Um mês depois de seu retorno ao mundo da música, o pop star Michael Jackson voltou aos tribunais para processar seus contadores, acusando-os de ter sacado enormes quantias em dinheiro de suas contas bancárias, mas não ter pago suas contas. A queixa, apresentada à Corte Superior de Los Angeles na semana passada, afirma que o escritório de contabilidade Bernstein, Fox, Whitman, Goldman & Sloan sacou US$ 2,5 milhões por ano das contas de Jackson, mas não pagou as contas para as quais o dinheiro era destinado. Representantes do escritório, com sede em Los Angeles, não estavam imediatamente disponíveis para comentar o assunto. Jackson, de 48 anos, contratou o escritório em 2003 - um ano antes de ser indiciado por abuso sexual contra menores -, afirma a ação. Os contadores, diz o processo, contrataram funcionários e assinaram acordos em nome do cantor mas sem a permissão dele, e não o mantiveram informado sobre sua situação financeira.
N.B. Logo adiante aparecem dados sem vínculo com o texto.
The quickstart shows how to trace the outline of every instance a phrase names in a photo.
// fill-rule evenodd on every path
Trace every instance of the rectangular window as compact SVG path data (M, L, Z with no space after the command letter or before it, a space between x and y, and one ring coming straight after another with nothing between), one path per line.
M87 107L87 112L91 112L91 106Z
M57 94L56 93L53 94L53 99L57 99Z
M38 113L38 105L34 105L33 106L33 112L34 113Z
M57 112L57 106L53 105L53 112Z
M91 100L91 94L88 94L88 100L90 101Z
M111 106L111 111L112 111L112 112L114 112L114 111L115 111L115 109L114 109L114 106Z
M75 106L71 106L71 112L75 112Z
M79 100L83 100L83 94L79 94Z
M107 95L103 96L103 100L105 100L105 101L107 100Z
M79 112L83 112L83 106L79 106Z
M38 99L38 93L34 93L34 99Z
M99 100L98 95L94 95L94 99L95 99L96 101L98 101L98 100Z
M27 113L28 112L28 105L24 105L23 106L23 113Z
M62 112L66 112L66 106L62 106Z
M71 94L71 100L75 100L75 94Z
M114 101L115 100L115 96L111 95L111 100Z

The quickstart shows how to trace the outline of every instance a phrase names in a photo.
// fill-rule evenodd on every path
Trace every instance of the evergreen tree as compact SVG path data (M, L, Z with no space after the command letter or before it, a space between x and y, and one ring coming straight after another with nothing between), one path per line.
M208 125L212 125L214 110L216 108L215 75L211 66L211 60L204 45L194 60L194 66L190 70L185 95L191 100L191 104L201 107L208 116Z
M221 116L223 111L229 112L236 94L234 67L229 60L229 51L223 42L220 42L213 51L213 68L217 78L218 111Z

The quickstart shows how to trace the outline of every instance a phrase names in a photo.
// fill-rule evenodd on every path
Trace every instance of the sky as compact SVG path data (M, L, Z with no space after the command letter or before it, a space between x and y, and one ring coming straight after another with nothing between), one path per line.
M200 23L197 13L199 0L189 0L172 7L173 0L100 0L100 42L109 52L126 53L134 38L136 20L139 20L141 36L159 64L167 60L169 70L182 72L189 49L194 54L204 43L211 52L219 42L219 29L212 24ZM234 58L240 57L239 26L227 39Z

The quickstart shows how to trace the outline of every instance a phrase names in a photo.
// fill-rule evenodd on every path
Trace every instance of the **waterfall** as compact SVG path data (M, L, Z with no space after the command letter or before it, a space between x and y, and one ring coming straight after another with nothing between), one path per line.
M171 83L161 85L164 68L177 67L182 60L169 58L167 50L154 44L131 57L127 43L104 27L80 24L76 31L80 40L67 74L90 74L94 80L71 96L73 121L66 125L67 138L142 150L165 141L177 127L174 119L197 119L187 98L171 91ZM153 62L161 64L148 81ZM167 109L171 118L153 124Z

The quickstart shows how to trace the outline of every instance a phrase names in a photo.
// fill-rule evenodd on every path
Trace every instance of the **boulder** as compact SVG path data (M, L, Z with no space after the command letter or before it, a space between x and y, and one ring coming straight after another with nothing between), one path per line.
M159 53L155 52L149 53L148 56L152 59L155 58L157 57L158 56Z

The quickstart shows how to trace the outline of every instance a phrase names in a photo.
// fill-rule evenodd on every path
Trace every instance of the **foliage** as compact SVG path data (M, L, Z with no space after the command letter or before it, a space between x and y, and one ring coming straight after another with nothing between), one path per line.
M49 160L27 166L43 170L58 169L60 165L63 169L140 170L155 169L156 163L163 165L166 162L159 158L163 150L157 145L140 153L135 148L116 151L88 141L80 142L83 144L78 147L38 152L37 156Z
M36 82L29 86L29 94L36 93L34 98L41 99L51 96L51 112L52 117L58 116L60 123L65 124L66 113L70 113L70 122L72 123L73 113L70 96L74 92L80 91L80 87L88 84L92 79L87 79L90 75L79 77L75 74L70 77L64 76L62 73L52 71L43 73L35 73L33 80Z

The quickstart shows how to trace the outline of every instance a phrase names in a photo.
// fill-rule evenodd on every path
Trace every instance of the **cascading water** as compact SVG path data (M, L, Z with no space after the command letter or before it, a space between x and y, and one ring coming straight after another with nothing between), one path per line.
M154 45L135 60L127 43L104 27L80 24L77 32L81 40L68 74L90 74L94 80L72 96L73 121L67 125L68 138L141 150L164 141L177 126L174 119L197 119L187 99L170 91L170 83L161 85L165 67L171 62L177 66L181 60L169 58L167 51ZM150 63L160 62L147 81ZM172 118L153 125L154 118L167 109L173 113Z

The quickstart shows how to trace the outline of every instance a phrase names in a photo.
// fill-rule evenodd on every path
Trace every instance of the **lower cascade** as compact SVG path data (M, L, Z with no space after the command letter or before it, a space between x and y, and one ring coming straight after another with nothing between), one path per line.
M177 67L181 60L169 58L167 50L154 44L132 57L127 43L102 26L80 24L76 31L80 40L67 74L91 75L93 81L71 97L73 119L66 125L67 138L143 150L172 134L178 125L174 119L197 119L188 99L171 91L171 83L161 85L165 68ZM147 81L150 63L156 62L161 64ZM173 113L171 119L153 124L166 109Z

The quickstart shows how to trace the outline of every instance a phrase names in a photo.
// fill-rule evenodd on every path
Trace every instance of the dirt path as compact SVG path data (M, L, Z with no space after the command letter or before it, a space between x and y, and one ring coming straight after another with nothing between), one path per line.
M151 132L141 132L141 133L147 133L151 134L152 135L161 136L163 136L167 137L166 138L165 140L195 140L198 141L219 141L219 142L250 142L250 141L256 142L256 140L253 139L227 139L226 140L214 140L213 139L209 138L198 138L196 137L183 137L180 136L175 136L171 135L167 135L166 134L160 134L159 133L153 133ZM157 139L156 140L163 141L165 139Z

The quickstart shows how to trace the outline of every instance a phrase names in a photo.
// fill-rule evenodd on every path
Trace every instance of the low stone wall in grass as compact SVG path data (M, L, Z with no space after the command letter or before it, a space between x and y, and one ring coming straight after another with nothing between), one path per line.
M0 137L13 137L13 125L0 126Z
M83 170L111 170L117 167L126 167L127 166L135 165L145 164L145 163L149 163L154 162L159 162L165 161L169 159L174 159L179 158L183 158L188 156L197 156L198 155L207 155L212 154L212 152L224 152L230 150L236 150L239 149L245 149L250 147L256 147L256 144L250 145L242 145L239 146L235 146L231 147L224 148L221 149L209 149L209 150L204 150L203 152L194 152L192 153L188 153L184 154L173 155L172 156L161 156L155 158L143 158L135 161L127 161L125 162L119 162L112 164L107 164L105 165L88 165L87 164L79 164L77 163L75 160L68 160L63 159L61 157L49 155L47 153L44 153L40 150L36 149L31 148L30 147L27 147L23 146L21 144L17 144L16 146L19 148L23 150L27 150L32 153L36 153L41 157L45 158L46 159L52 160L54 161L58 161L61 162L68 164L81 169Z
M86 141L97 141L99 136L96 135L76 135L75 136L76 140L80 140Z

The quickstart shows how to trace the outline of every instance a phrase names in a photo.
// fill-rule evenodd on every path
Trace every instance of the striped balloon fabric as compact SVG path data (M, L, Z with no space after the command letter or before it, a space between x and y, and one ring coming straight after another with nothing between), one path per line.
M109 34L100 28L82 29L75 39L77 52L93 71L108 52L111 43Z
Impetrado por Michael Jackson e por sua empresa, a MJJ Productions Inc., o processo pede o pagamento por danos não-especificados, além dos registros de todo o dinheiro recebido pelo escritório. A firma de contabilidade é acusada de negligência e de descumprimento de obrigações fiduciárias. Jackson fechou um acordo este ano com seus credores para renegociar mais de US$ 200 milhões em dívidas. O cantor vem se mantendo longe do público desde que foi absolvido no processo por abuso sexual, em junho de 2005. Desde a absolvição, Jackson divide seu tempo entre a Irlanda e Barein, mas saiu da reclusão no mês passado para cantar num show em Londres. A apresentação, uma curta performance do hit We Are The World, foi interrompida por um problema no som, enquanto o cantor tentava com dificuldade alcançar as notas mais altas da música.